Microsoft has won again! Jointly released Llama 2, an open source AI model for free commercial applications

8454abd380554cfc08c7d05845d0b31e.gif

Organize | Tu Min

Listing | CSDN (ID: CSDNnews)

  • Former competitors, today's cooperative allies;

  • Suddenly, like a spring breeze overnight, the open source large model ushered in a new situation;

  • Today is the day of OSS AI victory;

With Meta's latest release of a new open source AI model - Llama 2, there are endless voices of praise on the Internet, even Yann LeCun, Turing Award winner, father of convolutional network, and Meta's chief artificial intelligence scientist, said bluntly, "This will change the pattern of the LLM market."

c5f85078a3c0ce2bd9ea647575b947d9.png

The reason why Llama 2 can cause such a big response is not only because it is open source, but also because it can be used freely for research and commercial purposes. Meanwhile, Meta has teamed up with Microsoft to power applications like OpenAI's ChatGPT, Bing Chat, and other modern chatbots.

In Meta’s view, “an open approach is the right approach for AI model development today, especially in the rapidly evolving generative field. By making AI models publicly available, they can benefit everyone. Giving companies, start-ups, entrepreneurs, and researchers the tools they develop at a scale they would have struggled to build on their own, backed by computing power they may not have access to, will allow them to experiment in exciting ways.”

This alone is something that many companies that currently focus on large-scale model development cannot do, and as commented by netizens, the pattern is opened up at once.

c5ad2371fdc80c53c538fc98e7486221.png

Predecessor to Llama 2

Llama 2, released today, is the successor to Llama (the llama).

In February of this year, Meta released LLaMA publicly for the first time as an open-source version with a non-commercial license. This is an advanced foundational large-scale language model designed to help researchers advance the work of this subfield of AI. Smaller, higher-performing models such as LLaMA enable others in the research community who do not have access to extensive infrastructure to study these models, further democratizing access to this important and rapidly changing field.
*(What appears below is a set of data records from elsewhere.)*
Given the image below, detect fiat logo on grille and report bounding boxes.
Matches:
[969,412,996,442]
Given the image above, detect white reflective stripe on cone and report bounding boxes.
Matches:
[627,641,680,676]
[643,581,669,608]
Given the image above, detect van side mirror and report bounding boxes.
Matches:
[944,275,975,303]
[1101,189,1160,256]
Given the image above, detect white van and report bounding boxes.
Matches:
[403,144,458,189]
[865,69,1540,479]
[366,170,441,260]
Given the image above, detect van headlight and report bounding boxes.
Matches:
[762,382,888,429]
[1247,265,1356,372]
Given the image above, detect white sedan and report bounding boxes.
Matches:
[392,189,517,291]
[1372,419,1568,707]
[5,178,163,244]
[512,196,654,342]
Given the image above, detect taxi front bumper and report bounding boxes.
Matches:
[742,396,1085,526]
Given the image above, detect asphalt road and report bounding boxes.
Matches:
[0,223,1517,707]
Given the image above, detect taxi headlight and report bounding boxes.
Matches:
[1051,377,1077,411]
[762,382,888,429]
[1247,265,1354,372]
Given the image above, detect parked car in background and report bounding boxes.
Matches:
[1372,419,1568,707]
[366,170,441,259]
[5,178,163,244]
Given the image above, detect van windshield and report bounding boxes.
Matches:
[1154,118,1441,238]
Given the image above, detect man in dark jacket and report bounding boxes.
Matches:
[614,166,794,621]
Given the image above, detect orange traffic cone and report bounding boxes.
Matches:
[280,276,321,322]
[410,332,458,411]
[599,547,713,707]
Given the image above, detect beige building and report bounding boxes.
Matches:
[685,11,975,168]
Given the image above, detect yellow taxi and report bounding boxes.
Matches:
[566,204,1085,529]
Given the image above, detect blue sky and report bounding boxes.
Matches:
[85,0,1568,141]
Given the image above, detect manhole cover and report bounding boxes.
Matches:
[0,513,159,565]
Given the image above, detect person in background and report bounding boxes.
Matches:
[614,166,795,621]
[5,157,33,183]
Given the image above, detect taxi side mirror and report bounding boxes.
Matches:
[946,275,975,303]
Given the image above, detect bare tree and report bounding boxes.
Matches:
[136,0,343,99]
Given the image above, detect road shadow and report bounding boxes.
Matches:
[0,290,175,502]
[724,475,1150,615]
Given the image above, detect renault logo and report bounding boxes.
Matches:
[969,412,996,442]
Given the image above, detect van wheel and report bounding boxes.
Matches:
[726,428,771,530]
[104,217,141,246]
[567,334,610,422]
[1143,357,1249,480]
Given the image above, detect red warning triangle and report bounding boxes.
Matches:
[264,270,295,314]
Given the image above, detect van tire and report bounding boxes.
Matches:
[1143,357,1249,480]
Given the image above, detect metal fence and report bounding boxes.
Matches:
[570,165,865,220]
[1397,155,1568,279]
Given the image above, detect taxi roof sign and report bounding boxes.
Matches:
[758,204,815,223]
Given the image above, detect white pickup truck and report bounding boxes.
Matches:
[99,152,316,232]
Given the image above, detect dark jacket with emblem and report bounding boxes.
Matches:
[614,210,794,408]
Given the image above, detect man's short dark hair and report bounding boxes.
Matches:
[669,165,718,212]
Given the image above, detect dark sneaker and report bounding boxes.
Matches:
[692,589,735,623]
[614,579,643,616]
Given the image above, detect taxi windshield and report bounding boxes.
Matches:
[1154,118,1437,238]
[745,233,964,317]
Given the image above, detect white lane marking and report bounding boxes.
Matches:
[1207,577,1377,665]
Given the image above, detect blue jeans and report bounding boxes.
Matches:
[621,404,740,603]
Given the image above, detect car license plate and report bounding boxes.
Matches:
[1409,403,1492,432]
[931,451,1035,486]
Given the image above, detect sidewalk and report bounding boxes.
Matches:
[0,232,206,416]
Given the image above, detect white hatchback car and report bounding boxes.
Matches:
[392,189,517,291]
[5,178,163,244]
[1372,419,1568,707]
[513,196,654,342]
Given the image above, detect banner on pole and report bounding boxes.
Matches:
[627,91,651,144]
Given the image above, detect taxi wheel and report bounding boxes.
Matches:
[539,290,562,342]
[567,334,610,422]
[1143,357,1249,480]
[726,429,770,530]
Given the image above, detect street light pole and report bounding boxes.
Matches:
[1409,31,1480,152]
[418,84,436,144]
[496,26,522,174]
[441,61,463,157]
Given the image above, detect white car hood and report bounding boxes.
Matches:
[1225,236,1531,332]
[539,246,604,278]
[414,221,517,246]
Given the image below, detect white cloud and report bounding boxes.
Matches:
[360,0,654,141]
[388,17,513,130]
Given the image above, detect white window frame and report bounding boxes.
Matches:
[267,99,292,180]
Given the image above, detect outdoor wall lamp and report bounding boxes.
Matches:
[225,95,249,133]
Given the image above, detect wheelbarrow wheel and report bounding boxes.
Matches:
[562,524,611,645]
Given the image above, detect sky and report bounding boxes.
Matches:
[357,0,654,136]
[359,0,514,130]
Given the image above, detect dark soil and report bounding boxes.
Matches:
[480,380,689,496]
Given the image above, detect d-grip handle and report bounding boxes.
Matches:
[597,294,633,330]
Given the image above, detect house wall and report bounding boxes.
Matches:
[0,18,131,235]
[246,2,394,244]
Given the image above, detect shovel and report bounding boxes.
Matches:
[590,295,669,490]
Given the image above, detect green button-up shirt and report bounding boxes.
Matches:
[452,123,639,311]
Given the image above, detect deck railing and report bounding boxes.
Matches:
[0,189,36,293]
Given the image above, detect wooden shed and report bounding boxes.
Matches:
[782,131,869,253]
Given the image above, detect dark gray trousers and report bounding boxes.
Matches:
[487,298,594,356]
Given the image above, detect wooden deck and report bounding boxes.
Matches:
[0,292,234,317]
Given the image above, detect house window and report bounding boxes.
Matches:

At that time, Meta offered LLaMA in several sizes (7B, 13B, 33B and 65B parameters). In terms of functionality alone, Llama can generate text and code based on prompts, on par with other chatbot-like systems.

However, at that time, Meta decided to restrict access to the model due to fear of being abused, so it was only open to researchers with certain qualifications, and an application form was required.

However, what is unexpected is that soon after, someone leaked the weight of LLaMA (including the parameter value file of the trained neural network) to the torrent website, making the LLaMA large model that is not fully open spread widely in the AI ​​​​community in a short period of time.

Soon, many fine-tuned LLaMA models sprung up, and the "Alpaca" family was too crowded for a while. For example, Stanford released Alpaca (Alpaca), UC Berkeley open sourced Vicuna (Little Alpaca), Washington University proposed QLoRA and open sourced Guanaco (Guanaco). Domestic Harbin Institute of Technology also fine-tuned a "Hua Camel" based on the LLaMA model instructions based on Chinese medical knowledge.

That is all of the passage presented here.